A quote that does a great job summarizing much of the author's work: "Girls of all ages get the message that they must be flawlessly beautiful and, above all these days, they must be thin. Even more destructively, they get the message that this is possible, that, with enough effort and self-sacrifice, they can achieve this ideal. THus many girls spend enormous amounts of time and energy attempting to achieve something that is not only trivial but also completely unattainable. The glossy images of flawlessly beautiful and extremely thin women that surround us would not have the impact they do if we did not live in a culture that encourages us to believe we can and should remake our bodies into perfect commodities." Jean Kilbourne
The week of February 24th is National Eating Disorders Awareness week. Five to ten million Americans are directly affected by eating disorders. Check out http://www.nationaleatingdisorders.org/ for some great info. Here are some tips I gleaned from the website about what parents can do to promote a positive body image and help prevent eating disorders:
*Practice taking people seriously for what they say, feel, and do, not for how slender or "well put together" they appear.

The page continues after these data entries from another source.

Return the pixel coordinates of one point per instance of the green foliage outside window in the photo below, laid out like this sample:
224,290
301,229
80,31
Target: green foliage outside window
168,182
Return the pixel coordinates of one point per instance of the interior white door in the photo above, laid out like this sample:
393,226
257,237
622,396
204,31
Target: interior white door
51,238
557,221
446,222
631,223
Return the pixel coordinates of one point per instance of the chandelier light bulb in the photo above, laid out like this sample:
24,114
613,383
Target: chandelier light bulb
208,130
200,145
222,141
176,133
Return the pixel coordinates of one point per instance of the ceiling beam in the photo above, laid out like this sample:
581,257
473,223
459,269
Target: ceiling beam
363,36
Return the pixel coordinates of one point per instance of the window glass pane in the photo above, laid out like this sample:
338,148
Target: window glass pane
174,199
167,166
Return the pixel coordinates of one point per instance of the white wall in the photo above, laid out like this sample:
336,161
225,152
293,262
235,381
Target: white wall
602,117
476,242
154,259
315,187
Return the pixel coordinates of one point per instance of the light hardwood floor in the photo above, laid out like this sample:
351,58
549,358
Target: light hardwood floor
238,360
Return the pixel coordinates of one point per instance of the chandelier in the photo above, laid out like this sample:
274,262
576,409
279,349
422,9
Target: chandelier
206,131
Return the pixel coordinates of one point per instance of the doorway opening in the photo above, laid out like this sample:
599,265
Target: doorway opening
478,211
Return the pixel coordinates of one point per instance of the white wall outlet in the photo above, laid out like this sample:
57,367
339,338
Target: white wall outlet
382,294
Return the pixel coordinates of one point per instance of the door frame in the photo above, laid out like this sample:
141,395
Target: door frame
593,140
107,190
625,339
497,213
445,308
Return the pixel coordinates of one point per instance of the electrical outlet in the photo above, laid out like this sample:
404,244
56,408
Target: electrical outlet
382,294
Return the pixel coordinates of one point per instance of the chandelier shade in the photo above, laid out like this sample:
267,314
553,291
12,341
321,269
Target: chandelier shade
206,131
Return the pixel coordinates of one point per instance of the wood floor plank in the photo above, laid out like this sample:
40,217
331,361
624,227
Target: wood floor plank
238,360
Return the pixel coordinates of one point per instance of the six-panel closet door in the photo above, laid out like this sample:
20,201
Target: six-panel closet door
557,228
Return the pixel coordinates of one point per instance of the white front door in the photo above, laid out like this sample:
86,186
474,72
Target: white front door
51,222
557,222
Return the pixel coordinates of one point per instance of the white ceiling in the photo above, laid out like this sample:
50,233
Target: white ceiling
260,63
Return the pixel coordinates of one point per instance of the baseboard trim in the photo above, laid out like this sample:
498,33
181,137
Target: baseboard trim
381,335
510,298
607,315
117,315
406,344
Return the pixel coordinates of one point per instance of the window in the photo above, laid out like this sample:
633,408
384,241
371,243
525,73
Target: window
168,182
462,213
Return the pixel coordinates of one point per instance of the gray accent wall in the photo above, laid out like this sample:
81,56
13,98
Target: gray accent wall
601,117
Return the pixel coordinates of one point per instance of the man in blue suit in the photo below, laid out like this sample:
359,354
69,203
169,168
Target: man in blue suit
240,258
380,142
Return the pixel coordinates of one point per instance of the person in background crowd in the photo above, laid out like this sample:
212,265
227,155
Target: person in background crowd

*Help children appreciate and resist the ways in which television, magazines, and other media distort the true diversity of human body types and imply that a slender body means power, excitement, popularity, or perfection.
*Encourage your children to be active and to enjoy what their bodies can do and feel like.
*Do not talk about or behave as if you are constantly dieting.
*Convey to children that weight and appearance are not the most critical aspects of their identity and self-worth.
*Discourage the idea that a particular diet or body size will automatically lead to happiness and fulfillment.
*Don't constantly criticize your own shape ("my butt looks so big in these pants", etc.).
*Don't support pornography or other "institutions" that cast women as objects for the pleasure of men.
*(specifically for men) Demonstrate a respect for women as they age, in order to work against the cultural glorification of youth and a tightly controlled ideal body type. (Why is that only men should become distinguished as they age, while women become wrinkled and need face lifts?).
It is such a struggle to maintain a healthy attitude about our bodies. The pictures of women on magazine covers are airbrushed and enhanced. Many models and celebrities we admire have resorted to different "enhancements" and "jobs" to fit the "ideal" body which has been created, not to mention they probably have enough time and money to work out 2 hours a day with a personal trainer. What I would love to see is more "everyday" people in the media, people of different shapes and sizes, people who have disabilities, more people of different races, and more women who are older than 40 and actually look like they've aged (ever feel like once an actress reaches 40, she is almost never seen again?).
Yes, I do believe in establishing healthy eating and exercise habits, so that we are taking care of our bodies. But the messages of the media would often have us feeling that we are never good enough, creating in us a discontent and a void, causing us to feel that we are never thin enough, stylish enough, or pretty enough (and yes, outward appearance is of the utmost importance in our image-obsessed culture). I can speak from personal experience that being thin is not inevitably associated with greater life happiness. During my adult years, I have been underweight, overweight, and normal-weight for different periods of time. When I weighed less, I was no happier than when I weighed more. Happiness for me has been much more closely linked to the quality of my relationships, my spirituality, good health habits, and my level of gratitude.
After reading and thinking about women's bodies and the messages we receive each day, I feel there is a greater need than ever to examine how we view ourselves and each other. We definitely have to filter and criticize the unrealistic images we are continually viewing. By so doing, hopefully we can feel more self-acceptance and more peace with the imperfect, beautiful bodies given to us by God."